Naik, Roshan wrote:
In my humble opinion it is much simpler (and cleaner) to fix this problem in one place...Apache, rather than in each module that may face this problem.
I am not sure if it is really simpler (see below) but admittedly it would make things easier for module authors.
So from the part of the Perl script I see only two approaches:
1. Guidelines for script programmers that clearly state that you have to call a special
Perl function for doing a fork inside mod_perl, because otherwise you will shoot yourself.
This is unfortunately not feasible (even though possible). The reason
being that there are so many perl modules out there that are being
widely used by programmers. You cant know which function call can possibly call a fork(). For example would you ever imagine that Perl's
Syslog module would need to fork ? Well it does... and I was really surprised too. That's actually where I noticed this whole problem.

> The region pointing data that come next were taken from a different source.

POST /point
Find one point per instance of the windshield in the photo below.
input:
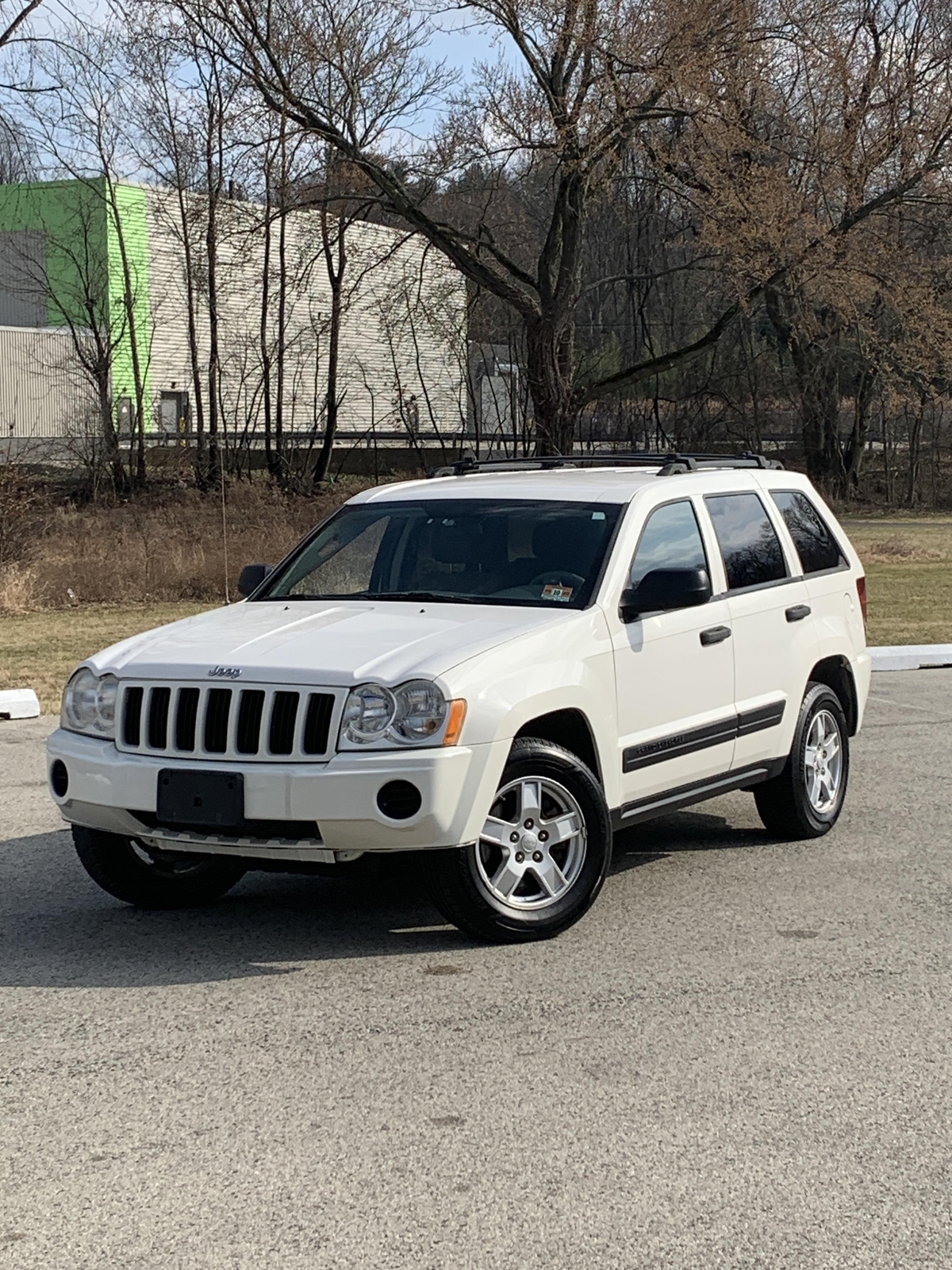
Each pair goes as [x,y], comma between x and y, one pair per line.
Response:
[488,552]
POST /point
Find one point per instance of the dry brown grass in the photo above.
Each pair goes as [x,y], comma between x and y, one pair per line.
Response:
[909,569]
[167,548]
[38,651]
[164,562]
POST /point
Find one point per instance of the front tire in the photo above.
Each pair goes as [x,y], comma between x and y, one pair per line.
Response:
[806,799]
[160,879]
[543,857]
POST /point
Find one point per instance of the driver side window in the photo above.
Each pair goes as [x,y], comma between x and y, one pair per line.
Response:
[670,540]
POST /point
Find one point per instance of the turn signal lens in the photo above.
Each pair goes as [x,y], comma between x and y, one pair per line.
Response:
[455,722]
[861,594]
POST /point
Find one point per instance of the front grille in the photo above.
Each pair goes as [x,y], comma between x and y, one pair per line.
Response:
[247,723]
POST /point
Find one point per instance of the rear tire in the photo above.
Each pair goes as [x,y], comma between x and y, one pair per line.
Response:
[159,879]
[806,799]
[543,856]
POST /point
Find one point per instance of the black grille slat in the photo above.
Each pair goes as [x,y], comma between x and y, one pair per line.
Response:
[132,717]
[249,728]
[216,721]
[281,734]
[186,719]
[321,708]
[159,702]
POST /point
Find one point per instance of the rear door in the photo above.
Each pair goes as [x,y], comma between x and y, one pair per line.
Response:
[674,671]
[774,637]
[831,588]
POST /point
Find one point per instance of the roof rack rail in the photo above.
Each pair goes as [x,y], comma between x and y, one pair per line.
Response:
[672,464]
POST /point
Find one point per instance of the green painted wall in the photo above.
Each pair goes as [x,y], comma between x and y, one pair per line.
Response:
[126,213]
[82,224]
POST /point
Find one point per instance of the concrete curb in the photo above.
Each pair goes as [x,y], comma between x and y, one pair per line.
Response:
[19,704]
[911,657]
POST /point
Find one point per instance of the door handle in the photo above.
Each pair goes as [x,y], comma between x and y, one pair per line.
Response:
[799,613]
[715,635]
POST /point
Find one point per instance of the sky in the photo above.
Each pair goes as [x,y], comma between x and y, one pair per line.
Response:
[459,42]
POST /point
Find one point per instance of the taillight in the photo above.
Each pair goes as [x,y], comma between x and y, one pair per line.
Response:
[861,592]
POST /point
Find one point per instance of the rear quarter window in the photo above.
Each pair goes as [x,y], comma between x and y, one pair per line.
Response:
[816,544]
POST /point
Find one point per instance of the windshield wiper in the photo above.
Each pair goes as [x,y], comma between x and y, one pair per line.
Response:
[423,596]
[435,596]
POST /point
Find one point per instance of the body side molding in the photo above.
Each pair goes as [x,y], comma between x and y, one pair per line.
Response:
[659,804]
[701,738]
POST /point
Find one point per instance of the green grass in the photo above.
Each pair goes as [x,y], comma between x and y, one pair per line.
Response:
[909,578]
[909,572]
[909,603]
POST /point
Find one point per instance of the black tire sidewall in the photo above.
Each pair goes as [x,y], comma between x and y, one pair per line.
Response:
[816,698]
[543,759]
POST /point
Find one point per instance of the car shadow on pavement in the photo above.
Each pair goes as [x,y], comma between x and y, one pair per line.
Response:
[685,831]
[59,930]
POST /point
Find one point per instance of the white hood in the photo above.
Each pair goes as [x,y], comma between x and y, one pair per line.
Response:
[324,641]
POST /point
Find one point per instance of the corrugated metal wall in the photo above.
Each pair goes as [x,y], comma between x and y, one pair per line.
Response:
[403,348]
[42,394]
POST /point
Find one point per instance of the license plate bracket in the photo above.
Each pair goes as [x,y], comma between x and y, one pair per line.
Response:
[213,800]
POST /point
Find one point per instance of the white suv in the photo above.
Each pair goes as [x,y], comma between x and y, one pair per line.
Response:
[498,667]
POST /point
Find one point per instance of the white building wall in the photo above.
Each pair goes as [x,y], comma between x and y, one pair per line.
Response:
[42,391]
[403,349]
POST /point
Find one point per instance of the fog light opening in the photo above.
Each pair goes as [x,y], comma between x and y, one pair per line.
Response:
[399,800]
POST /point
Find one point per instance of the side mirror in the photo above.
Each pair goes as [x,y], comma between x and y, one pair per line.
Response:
[663,591]
[251,578]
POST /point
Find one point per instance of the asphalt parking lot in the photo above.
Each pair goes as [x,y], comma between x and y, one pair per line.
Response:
[739,1058]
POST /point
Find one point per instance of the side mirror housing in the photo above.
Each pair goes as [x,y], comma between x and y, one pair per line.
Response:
[251,578]
[663,591]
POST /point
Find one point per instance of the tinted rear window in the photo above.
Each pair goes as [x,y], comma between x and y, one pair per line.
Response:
[748,540]
[816,546]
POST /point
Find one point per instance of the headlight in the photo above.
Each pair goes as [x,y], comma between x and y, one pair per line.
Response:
[368,713]
[410,715]
[89,702]
[420,710]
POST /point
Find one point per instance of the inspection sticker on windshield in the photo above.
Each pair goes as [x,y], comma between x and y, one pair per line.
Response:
[556,591]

Not only does it call fork() but it seems like its unpredictable as
to when it calls fork(). It seems to do so if we pound on it too much. Prusuing this option requires too much knowledge on part of Programmers about the internals of the various modules that they will be using.
Ok, I do understand your pain and problems better now and I understand the problems you see with my proposal. So let me try to understand your idea of a solution inside Apache a little bit better.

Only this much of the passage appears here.